Just across the way, sitting in front of the Visitor Center was Mike Anderson, a mountain dulcimer player.
According to Anderson, the mountain dulcimer is said to be the only truly American instrument, originating from the Appalachian Mountain region in the 1800s.
“Although, I don’t think that’s true because it’s just a zither; it’s the American version of a zither,” he said.
Anderson has been playing the dulcimer since what he jokingly called the folk scare of the 1970s, where musicians like Joan Baez and Bob Dylan were, as he said, threatening to become popular.
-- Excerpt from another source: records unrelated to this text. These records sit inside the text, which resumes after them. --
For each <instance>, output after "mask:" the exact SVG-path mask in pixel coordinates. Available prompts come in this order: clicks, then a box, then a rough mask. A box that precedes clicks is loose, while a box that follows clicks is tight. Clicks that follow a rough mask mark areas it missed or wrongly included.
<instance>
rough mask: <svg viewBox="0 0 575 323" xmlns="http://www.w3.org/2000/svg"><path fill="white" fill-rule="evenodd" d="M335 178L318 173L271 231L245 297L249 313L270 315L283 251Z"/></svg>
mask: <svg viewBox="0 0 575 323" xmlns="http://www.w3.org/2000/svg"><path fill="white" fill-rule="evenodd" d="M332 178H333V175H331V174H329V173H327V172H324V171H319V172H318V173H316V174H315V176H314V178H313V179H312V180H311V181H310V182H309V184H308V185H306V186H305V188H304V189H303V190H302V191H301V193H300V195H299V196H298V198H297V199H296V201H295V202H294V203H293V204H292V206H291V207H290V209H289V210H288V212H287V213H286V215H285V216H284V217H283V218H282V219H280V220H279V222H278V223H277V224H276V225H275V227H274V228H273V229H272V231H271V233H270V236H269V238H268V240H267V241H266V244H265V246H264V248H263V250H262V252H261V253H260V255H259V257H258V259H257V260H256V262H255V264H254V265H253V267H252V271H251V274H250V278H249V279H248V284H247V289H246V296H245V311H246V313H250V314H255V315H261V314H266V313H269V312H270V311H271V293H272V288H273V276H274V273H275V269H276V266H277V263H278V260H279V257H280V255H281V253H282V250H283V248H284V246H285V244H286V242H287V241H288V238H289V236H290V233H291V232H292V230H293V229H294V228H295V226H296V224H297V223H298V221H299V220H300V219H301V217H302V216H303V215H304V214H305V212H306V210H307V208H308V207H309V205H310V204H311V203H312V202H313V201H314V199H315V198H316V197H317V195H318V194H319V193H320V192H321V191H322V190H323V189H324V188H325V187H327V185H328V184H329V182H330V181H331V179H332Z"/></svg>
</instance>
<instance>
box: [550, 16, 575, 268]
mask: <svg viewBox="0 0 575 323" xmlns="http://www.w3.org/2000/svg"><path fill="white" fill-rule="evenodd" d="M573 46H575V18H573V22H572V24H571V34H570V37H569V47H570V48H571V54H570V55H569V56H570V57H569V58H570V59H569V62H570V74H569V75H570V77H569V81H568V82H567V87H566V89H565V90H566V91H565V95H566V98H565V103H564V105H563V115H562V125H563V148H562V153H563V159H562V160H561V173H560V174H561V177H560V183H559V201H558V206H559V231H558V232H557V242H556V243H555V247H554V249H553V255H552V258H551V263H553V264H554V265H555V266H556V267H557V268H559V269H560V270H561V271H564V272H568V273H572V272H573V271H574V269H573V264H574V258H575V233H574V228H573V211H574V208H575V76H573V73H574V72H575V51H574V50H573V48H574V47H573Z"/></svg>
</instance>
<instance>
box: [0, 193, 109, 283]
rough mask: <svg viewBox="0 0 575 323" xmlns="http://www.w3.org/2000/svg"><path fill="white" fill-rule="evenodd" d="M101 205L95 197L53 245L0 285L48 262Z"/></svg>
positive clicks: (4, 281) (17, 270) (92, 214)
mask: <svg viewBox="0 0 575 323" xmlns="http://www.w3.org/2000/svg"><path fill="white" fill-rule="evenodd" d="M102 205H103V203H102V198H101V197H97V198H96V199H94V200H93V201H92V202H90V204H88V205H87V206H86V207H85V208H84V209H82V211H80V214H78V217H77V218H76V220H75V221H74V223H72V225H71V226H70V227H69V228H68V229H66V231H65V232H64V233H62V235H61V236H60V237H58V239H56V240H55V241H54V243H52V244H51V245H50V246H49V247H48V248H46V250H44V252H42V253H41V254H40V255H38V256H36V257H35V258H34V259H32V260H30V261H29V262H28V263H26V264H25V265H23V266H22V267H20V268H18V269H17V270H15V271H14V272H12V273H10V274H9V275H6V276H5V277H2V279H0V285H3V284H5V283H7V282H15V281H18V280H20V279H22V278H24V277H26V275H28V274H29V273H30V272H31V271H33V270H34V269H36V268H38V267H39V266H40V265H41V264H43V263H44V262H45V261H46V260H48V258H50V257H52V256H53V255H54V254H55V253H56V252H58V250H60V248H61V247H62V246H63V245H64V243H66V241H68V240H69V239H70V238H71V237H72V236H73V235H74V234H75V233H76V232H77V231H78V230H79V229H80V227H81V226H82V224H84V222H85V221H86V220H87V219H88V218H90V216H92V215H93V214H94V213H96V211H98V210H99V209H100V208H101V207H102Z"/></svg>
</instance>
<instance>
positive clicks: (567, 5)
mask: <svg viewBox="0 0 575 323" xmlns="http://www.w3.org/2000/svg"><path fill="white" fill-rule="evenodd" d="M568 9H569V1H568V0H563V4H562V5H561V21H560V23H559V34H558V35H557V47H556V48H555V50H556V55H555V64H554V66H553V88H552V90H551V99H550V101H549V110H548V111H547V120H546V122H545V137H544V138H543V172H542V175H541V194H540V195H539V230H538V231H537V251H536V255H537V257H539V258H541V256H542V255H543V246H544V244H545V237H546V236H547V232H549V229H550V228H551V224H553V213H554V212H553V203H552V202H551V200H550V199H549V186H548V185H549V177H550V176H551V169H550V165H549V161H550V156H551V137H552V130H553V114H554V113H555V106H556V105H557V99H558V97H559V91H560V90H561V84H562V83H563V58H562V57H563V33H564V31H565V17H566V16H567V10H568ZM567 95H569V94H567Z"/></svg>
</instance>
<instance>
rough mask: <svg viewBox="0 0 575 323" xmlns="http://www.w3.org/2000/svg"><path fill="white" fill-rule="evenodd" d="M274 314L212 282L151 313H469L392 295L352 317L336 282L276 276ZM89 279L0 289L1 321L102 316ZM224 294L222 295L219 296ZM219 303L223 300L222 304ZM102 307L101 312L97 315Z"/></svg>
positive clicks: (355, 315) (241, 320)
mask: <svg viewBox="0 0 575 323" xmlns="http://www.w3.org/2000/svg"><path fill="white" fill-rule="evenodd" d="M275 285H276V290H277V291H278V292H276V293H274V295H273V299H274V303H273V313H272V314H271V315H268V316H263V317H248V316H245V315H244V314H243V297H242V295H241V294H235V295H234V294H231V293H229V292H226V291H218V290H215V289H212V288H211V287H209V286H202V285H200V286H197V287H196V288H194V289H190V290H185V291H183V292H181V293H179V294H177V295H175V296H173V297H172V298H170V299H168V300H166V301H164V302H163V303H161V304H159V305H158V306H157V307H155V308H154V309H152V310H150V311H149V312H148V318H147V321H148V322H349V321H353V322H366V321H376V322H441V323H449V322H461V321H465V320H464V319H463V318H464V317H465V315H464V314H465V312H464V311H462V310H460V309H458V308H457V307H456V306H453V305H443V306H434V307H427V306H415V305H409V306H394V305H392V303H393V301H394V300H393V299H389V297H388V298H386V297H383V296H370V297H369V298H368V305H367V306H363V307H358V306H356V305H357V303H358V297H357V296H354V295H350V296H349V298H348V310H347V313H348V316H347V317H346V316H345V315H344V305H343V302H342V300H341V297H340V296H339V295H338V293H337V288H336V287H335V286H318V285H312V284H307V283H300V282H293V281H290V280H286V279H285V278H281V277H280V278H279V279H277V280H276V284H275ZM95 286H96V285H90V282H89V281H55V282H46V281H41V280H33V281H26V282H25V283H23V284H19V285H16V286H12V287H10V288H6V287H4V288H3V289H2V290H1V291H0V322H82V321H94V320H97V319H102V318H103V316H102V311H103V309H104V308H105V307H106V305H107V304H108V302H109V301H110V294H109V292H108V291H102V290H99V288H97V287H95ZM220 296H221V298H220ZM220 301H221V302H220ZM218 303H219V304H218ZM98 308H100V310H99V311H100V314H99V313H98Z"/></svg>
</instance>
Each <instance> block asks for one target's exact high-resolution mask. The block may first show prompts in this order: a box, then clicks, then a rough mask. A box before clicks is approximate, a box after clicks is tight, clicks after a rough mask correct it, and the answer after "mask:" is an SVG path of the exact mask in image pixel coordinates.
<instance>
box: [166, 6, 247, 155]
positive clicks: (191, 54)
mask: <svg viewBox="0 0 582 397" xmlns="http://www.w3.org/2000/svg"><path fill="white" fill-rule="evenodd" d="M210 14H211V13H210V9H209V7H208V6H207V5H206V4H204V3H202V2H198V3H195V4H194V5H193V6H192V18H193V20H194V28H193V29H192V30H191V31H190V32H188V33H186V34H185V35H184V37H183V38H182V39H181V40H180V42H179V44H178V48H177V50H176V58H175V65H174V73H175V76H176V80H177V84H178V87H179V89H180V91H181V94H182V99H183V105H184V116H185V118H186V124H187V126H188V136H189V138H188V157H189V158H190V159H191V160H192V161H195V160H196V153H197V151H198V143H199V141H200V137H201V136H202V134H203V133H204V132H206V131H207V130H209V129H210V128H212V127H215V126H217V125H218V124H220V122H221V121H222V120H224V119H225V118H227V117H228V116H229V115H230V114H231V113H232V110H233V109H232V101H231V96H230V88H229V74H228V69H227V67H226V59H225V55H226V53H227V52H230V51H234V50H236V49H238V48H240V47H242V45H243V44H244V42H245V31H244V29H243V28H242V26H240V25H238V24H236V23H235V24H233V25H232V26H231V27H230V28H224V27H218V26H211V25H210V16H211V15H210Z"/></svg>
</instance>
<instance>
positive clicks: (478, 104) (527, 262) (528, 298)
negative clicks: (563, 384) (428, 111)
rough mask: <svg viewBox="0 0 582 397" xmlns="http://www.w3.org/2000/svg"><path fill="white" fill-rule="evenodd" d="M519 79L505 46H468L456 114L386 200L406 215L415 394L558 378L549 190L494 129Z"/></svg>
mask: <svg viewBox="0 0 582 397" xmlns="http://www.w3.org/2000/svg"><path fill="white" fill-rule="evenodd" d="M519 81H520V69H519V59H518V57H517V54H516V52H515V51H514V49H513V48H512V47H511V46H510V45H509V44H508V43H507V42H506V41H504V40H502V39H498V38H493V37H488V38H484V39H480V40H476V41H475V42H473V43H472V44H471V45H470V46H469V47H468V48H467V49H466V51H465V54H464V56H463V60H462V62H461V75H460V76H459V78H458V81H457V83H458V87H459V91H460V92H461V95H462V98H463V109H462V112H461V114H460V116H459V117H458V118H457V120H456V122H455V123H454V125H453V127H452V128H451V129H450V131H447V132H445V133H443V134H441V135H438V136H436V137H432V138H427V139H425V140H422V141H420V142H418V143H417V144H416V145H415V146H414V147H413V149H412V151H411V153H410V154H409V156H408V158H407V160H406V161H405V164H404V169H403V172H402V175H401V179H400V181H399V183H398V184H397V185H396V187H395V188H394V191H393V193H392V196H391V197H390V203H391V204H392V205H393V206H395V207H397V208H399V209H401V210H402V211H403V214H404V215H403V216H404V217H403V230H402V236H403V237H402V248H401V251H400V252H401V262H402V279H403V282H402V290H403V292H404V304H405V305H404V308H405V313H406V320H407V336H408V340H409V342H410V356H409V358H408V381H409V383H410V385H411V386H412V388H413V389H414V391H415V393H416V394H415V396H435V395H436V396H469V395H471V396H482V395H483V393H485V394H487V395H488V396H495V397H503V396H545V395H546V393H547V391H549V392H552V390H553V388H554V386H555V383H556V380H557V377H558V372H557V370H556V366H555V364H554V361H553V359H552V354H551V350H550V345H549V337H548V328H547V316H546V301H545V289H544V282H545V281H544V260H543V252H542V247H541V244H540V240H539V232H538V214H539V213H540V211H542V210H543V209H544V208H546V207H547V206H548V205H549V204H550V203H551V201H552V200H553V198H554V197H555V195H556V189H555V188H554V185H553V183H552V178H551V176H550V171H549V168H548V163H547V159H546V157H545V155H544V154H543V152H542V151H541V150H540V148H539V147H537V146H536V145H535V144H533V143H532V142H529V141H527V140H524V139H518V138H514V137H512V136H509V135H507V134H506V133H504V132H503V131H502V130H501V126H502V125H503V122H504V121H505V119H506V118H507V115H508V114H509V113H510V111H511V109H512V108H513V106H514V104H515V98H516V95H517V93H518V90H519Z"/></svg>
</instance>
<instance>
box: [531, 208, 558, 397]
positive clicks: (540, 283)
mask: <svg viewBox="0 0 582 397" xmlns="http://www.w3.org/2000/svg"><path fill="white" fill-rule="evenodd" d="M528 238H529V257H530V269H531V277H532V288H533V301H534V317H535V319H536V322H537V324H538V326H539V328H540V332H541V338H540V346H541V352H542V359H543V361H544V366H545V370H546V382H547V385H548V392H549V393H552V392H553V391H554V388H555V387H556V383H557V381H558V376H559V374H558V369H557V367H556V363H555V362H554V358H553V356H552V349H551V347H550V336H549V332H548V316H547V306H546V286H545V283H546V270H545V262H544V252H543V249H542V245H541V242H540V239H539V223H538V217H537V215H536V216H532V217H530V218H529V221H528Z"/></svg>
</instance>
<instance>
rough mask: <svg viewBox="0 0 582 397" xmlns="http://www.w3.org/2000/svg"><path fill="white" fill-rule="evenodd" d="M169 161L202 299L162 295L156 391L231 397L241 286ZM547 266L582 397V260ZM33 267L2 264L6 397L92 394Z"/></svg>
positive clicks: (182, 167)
“There were a million stand up solo male guitar playing people, and you had to find some way to differentiate yourself,” he said.
From Jacksonville, Illinois, Anderson has been performing at the cabin for the last several years. He said the Lincoln Log Cabin found and invited him because he performs often at the Abraham Lincoln Presidential Library and Museum up in Springfield.
Cabin events like Harvest Frolic are run almost entirely by volunteers, according to Henderson. There are a core 40-60 volunteers currently at the Lincoln Log Cabin.
“This is a 99.99% volunteer program,” she said. “This event is volunteer driven, volunteer staffed. Without those volunteers, we couldn’t do any of this.”
Harvest Frolic has been going on for over 30 years, Henderson said. Previous site manager Tom Vance was in charge when the event started.
In its current iteration, Harvest Frolic has been steadily put on by the cabin since 2014, with the exception of the COVID-19 pandemic, she said.
At the event, on the southeast bound path toward the Lincoln Cabin and Farm, a local face could be found woodcarving.
Retired EIU math professor Cheryl Hawker was one of the vendors at Harvest Frolic.
“If you ever wondered what happens to your professors after they retire, here’s one place they end up: carving spoons,” Hawker said.
This year, Hawker was carving and selling wooden spoons.
Hawker has been volunteering at Lincoln Log Cabin since 1986. Both of her children, she said, volunteered at the cabin for much of their childhoods, with her son starting at five months old.
“For the first two summers, he had to pretend to be a baby, and he did a beautiful job of it,” Hawker said with a laugh.
She said she has loved history for her whole life, noting that she would look out and stop for historical markers anytime her family travelled.
“Even though I was a math professor, I think I was a latent historian, and I didn’t realize it,” she said.
This year, the hurricane influenced weather delayed setting up the event, Henderson said.
While typically tents are set up a day in advance, because of the storm, more specifically the wind, final preparations had to be held off until Saturday morning.
According to Henderson, Harvest Frolic will come around again next year when the tide of fall brings it back into shore.